How To Parse Or Scrape XML Sitemaps with lxml and Python

As a blogger and developer, staying informed about the latest trends and topics in your niche is essential.

Getting a complete and easy to view list of what your competitors write will certainly be useful.

However, manually scouring through numerous blog pages can be time-consuming.

Fortunately, there’s a more efficient solution : scraping sitemaps using Python.

In this guide, I’ll walk you through the process of extracting blog titles from a sitemap and exporting them into a CSV file.

Note : If you aren’t familiar about scraping yet, I recommend you first read my beginner friendly guide on web scraping with lxml and Python.

Goal And Overview

Before we dive into the code, let’s outline our goal and import the necessary libraries.

Our objective is to scrape all the blog titles and URLs listed in a sitemap and save them in a CSV format.

For practice, we’ll use HubSpot’s sitemap.

We’ll be using the lxml library for parsing XML, requests for fetching the sitemap, and csv for exporting the scraped data into CSV.

One final thing to do before we can dive into the code is analyzing the target sitemap. We have to identify what to scrape and where are they located.

Analyzing HubSpot’s Sitemap

Let’s take a quick look at HubSpot’s sitemap.xml.

What we want to extract are the URLs containing blog and later also clean the URLs into the title. Then, we will export those extracted data to CSV.

The URLs are located inside the <loc> tags, so that’ll be our XPath.

//loc/text()

But, there’s still one problem.

Scraping XML is a bit different form scraping HTML, there’s a rule or convention we have to follow.

If we look back at the sitemap, in the <urlset> tag at the top there’s and attribute called xmlns=”http://www.sitemaps.org/schemas/sitemap/0.9″.

That attribute refers to XML Namespaces, a convention or rule the XML must follow.

To follow the rule, we have to modify our XPath.

namespaces = {'ns': 'http://www.sitemaps.org/schemas/sitemap/0.9'}
urls = sitemap.xpath("//ns:loc/text()", namespaces=namespaces)

Now, we are ready to dive into the code, starting from the beginning.

Importing The Libraries

First, let’s import the libraries we’ll use.

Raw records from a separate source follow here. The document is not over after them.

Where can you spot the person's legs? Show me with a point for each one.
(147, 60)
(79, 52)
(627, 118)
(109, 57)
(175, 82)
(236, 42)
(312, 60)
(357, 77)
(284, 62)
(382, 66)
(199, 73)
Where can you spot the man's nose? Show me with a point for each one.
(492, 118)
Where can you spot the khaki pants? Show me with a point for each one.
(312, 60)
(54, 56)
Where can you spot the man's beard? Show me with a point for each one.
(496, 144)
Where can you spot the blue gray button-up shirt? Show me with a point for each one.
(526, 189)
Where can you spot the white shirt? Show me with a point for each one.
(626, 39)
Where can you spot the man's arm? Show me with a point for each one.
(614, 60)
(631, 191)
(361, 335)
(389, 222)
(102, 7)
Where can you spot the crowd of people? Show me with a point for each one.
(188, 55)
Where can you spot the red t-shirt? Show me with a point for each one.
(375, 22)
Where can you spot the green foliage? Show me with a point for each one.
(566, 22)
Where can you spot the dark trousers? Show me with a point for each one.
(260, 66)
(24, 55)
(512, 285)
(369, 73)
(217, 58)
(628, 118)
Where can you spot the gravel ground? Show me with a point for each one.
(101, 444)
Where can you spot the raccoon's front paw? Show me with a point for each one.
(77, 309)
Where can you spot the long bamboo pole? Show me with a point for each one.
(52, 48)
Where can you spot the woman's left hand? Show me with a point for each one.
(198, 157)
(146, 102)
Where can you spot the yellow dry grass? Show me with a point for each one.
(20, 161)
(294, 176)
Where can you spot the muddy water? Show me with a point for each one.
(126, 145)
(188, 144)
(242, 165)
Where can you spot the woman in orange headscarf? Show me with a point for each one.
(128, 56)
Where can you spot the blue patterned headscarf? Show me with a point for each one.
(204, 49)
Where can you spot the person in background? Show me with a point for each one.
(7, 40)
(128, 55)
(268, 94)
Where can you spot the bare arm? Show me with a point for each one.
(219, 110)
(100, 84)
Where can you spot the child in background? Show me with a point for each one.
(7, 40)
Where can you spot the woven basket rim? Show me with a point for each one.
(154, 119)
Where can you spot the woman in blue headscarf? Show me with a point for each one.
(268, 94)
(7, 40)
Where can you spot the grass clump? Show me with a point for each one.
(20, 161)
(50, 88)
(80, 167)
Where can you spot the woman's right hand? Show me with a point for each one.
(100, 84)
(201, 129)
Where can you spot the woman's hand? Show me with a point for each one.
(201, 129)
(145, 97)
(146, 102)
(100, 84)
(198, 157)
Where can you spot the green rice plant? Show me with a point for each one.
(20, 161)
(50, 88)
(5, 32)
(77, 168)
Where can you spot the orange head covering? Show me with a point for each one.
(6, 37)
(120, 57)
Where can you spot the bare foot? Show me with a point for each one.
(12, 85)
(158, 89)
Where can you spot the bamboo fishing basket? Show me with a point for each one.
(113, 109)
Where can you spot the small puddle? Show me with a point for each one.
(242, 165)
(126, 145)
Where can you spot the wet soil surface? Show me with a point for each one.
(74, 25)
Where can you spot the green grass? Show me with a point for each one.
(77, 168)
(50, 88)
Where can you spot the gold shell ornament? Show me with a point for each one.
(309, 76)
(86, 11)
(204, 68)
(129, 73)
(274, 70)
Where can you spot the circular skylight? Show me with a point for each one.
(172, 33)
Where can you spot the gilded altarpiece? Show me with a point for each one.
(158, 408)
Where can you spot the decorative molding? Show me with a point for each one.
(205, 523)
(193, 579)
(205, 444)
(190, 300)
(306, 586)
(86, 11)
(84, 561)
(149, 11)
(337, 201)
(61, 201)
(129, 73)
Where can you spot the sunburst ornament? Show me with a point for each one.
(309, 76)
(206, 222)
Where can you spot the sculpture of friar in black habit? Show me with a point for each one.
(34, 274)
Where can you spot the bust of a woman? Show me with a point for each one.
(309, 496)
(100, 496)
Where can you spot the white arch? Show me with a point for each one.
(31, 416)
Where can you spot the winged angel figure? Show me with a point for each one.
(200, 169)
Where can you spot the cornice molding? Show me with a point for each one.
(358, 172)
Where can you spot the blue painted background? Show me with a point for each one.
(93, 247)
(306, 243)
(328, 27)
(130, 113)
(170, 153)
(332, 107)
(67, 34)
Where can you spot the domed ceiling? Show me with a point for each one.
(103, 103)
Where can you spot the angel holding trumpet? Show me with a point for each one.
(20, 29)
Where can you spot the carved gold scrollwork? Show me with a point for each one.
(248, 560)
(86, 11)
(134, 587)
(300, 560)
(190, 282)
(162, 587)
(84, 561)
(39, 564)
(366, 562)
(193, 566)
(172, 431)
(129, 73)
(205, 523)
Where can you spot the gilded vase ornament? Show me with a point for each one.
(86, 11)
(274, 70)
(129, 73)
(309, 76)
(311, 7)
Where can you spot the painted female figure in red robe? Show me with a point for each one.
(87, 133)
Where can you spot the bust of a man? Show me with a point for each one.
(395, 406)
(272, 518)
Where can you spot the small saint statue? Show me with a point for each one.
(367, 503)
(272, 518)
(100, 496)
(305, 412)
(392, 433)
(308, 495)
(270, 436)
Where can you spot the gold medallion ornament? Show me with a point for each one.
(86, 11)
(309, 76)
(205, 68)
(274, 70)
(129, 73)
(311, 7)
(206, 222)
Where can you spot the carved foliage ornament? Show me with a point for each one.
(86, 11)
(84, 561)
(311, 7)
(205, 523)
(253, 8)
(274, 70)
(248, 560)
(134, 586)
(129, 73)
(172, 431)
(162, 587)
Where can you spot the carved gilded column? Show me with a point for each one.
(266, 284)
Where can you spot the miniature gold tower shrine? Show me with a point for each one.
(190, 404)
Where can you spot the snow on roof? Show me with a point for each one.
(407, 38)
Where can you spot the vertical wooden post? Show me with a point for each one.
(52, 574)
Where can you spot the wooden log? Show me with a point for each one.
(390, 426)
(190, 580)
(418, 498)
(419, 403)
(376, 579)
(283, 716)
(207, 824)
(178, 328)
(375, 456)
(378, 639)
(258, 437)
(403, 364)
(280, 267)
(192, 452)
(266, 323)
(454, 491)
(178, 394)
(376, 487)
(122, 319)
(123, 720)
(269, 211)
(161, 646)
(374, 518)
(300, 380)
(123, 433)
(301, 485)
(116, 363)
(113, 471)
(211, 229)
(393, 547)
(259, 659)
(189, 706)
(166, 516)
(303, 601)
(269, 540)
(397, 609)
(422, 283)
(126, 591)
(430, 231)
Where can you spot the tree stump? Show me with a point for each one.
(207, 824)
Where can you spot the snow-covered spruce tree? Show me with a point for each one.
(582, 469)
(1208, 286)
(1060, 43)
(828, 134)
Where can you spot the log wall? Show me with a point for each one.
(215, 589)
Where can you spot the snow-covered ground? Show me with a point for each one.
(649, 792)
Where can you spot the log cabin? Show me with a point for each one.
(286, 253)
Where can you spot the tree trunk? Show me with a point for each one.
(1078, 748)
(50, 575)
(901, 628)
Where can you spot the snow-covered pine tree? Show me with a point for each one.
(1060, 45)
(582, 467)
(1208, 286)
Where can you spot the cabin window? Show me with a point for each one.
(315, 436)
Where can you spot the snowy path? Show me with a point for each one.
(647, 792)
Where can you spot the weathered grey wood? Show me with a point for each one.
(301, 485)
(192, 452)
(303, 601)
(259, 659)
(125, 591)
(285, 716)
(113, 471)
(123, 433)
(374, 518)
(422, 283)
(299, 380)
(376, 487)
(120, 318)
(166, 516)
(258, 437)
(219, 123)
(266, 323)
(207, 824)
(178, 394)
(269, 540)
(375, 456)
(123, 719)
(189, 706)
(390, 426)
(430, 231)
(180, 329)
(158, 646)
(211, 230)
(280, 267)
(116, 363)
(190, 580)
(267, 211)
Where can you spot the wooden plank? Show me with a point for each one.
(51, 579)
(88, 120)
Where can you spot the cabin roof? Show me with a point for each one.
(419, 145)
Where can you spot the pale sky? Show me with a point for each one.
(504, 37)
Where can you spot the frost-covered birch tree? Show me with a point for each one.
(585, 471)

Open up your preferred code editor (it can be VS Code or Jupyter Notebook) and import all the necessary packaged. Any packages you don’t yet have can be installed by entering pip install [package-name] in your terminal.

from lxml import etree
import requests
import csv

Important Variables

Let’s define a few important variables.

url = "https://www.hubspot.com/sitemap.xml" #target URL to be scraped
columns = ['url', 'title'] #headers for the CSV
dataSet = [] #where we'll store the scraped data and will be exported as CSV

Fetching The URL

The code below will fetch the target URL.

response = requests.get(url)
sitemap_content = response.text
sitemap = etree.fromstring(sitemap_content.encode())
namespaces = {'ns': 'http://www.sitemaps.org/schemas/sitemap/0.9'}
urls = sitemap.xpath("//ns:loc/text()", namespaces=namespaces)

The requests library will retrieve the content of the webpage (in XML format), which will then be stored in the sitemap_content variable. The etree.fromstring() method from the lxml library is used to parse this XML content into a structured tree format, which enables the extraction of specific elements.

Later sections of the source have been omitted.